Companheira Nísia [Nísia Trindar, ministra da Saúde], parabéns pelo programa. Companheiros ex-ministros da Saúde, Araújo, Temporão e Chioro, falta o companheiro Padilha, que está a serviço, está trabalhando, por isso que não está aqui. Não é que vocês não estejam trabalhando, mas é que ele está em uma atividade política intensa. Falta o Saraiva [Saraiva Felipe, ex-ministro da Saúde], sabe, de Minas Gerais. Falta o companheiro Humberto Costa [senador da República], que também deve ter uma atividade no Senado. Mas eu queria agradecer a vocês, Nísia, à Casa Civil que trabalhou para ajudar a produzir. Ao companheiro Alckmin [Geraldo Alckmin, vice-presidente da República e ministro do Desenvolvimento, Indústria, Comércio e Serviços] que tem sido um vice exemplar e, mais do que vice, tem sido um extraordinário ministro de Indústria e Comércio.

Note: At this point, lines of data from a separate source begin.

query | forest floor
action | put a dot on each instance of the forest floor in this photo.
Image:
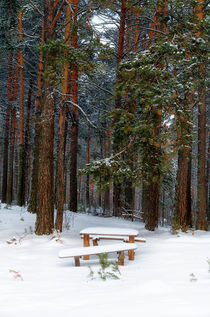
(169, 277)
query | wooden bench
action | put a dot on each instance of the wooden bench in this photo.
(96, 238)
(76, 253)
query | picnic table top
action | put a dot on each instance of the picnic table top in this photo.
(81, 251)
(109, 231)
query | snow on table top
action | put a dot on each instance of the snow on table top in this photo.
(110, 231)
(96, 249)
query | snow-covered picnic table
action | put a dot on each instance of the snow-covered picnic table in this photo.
(110, 232)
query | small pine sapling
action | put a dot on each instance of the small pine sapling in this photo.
(108, 269)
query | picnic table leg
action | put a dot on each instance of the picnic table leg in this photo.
(121, 258)
(76, 260)
(86, 240)
(131, 252)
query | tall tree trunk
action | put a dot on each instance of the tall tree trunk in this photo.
(27, 141)
(121, 39)
(12, 136)
(88, 176)
(21, 172)
(11, 157)
(201, 223)
(32, 207)
(45, 197)
(62, 134)
(75, 123)
(6, 133)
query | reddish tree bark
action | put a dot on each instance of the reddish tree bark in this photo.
(32, 207)
(6, 133)
(116, 186)
(21, 171)
(62, 134)
(45, 196)
(74, 127)
(201, 223)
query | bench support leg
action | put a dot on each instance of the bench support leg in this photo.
(131, 252)
(121, 258)
(95, 242)
(76, 260)
(86, 240)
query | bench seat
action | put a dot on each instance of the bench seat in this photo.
(76, 253)
(97, 238)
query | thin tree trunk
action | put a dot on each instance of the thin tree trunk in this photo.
(201, 223)
(27, 140)
(74, 128)
(21, 173)
(12, 136)
(6, 134)
(88, 176)
(62, 134)
(117, 186)
(183, 193)
(11, 157)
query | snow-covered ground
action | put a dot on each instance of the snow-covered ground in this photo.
(170, 275)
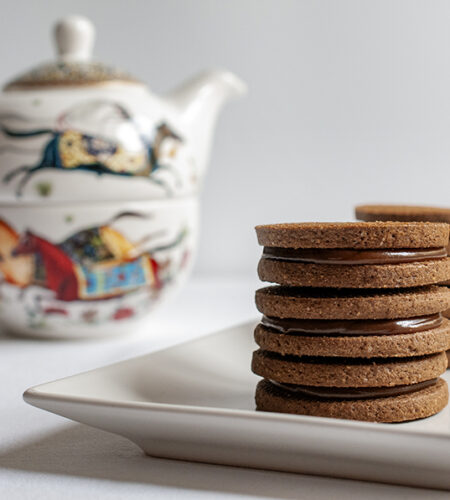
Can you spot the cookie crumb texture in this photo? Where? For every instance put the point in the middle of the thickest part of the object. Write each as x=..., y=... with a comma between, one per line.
x=368, y=346
x=404, y=213
x=420, y=404
x=364, y=276
x=326, y=303
x=356, y=235
x=347, y=372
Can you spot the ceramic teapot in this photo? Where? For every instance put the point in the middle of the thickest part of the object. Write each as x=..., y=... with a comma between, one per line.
x=99, y=180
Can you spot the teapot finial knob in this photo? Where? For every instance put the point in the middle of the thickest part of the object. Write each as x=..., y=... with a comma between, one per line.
x=75, y=37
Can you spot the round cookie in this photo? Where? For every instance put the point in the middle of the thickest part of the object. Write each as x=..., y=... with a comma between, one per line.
x=419, y=404
x=357, y=276
x=402, y=213
x=367, y=346
x=356, y=235
x=323, y=303
x=338, y=372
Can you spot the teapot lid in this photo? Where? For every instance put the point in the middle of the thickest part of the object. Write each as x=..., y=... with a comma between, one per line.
x=74, y=37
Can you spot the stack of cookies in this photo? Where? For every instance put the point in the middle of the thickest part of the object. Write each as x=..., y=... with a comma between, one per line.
x=406, y=213
x=354, y=327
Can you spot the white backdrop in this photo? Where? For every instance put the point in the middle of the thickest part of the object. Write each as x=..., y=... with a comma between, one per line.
x=349, y=100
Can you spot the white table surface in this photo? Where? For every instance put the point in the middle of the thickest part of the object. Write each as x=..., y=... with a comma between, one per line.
x=43, y=456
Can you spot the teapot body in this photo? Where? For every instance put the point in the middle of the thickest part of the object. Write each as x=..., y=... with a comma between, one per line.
x=97, y=143
x=99, y=185
x=89, y=270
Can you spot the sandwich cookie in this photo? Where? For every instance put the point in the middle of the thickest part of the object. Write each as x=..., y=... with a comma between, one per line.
x=354, y=255
x=374, y=390
x=318, y=322
x=405, y=213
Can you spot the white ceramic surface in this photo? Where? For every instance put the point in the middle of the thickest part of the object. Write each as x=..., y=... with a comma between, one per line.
x=94, y=269
x=76, y=130
x=195, y=402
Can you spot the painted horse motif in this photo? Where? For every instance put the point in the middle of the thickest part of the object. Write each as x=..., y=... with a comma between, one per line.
x=71, y=280
x=74, y=145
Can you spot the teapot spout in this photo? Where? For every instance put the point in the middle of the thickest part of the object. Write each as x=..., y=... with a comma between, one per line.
x=199, y=101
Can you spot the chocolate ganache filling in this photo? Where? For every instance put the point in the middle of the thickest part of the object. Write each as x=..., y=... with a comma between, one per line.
x=345, y=256
x=310, y=327
x=353, y=392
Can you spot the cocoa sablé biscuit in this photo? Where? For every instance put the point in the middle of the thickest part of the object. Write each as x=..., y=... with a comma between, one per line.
x=380, y=212
x=321, y=346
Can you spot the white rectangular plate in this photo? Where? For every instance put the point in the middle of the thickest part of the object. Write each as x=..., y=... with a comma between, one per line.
x=195, y=402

E quero agradecer a vocês. Continuem tendo confiança que esse país saiu da loucura que ele se encontrava e e esse país resolveu encontrar o seu destino: ser uma grande economia, ter uma qualidade de vida boa pro seu povo e a gente poder, dignamente, dizer para todo mundo: esse país é um país em que poucos ganham muito significa pobreza, muitos ganhando pouco significa distribuição de riqueza e, nesse país, todo mundo vai ter o direito de ganhar, ganhar o mínimo para sobreviver. Aquilo que todo mundo sabe que todo mundo tem direito. As pessoas têm direito a ter uma vida digna e é essa a nossa obrigação. Trabalhar, estudar, ter acesso a lazer, a cultura, viajar, cuidar da sua família, ajudar a cuidar do clima desse país, porque sem clima, Marina [Marina Silva, ministra do Meio Ambiente e Mudança do Clima], a gente não vai sobreviver. Esse país está uma loucura porque tem lugar que chove onde não chovia. Tem lugar que faz sol aonde não fazia. Tem lugar que dá enchente aonde não dava. Tem lugar que fica seco aonde não ficava. Isso significa que nós estamos brincando com o mundo e o mundo pode se revoltar. Então, antes dele se revoltar, vamos fazer com a nossa obrigação: cuidar do nosso planeta porque é a única casa que nós temos.
Um abraço. Parabéns. Parabéns, companheira Nísia.